Personal information
- Full name: Henry Francis Whight
- Born: 11 March 1882 Cheltenham, Victoria
- Died: 12 March 1926 (aged 44) Heidelberg, Victoria
- Original team: Footscray (VFA)

Playing career^{1}
- Years: Club / Games (Goals)
- 1904: Carlton / 7 (0)
- ^{1} Playing statistics correct to the end of 1904.

= Henry Whight =

Australian rules footballer

Henry Francis Whight (11 March 1882 – 12 March 1926) was an Australian rules footballer who played with Carlton in the Victorian Football League (VFL).

==Family==
The son of William Frederick Whight (1855–1938), and Charlotte Eliza Whight (1858–1939), née Smith, Henry Francis Whight was born at Cheltenham, Victoria on 11 March 1882.

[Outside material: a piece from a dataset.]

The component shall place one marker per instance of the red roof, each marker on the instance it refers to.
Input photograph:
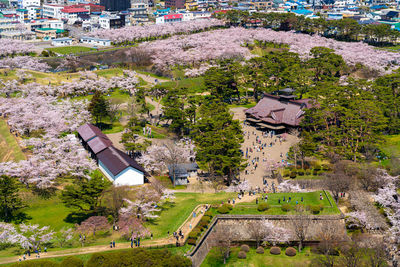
(173, 16)
(73, 10)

He married Agnes Janet Morton Addis (1883–1961) in 1905.

==Football==
===Carlton (VFL)===
In June 1904 he was cleared from Footscray to Carlton.

===Williamstown (VFA)===
In May 1905 he was cleared from Carlton to Yarraville Britannia.

In May 1906 he was cleared from Carlton to Williamstown.

==Death==
He died at the Austin Hospital, Heidelberg on 12 March 1926.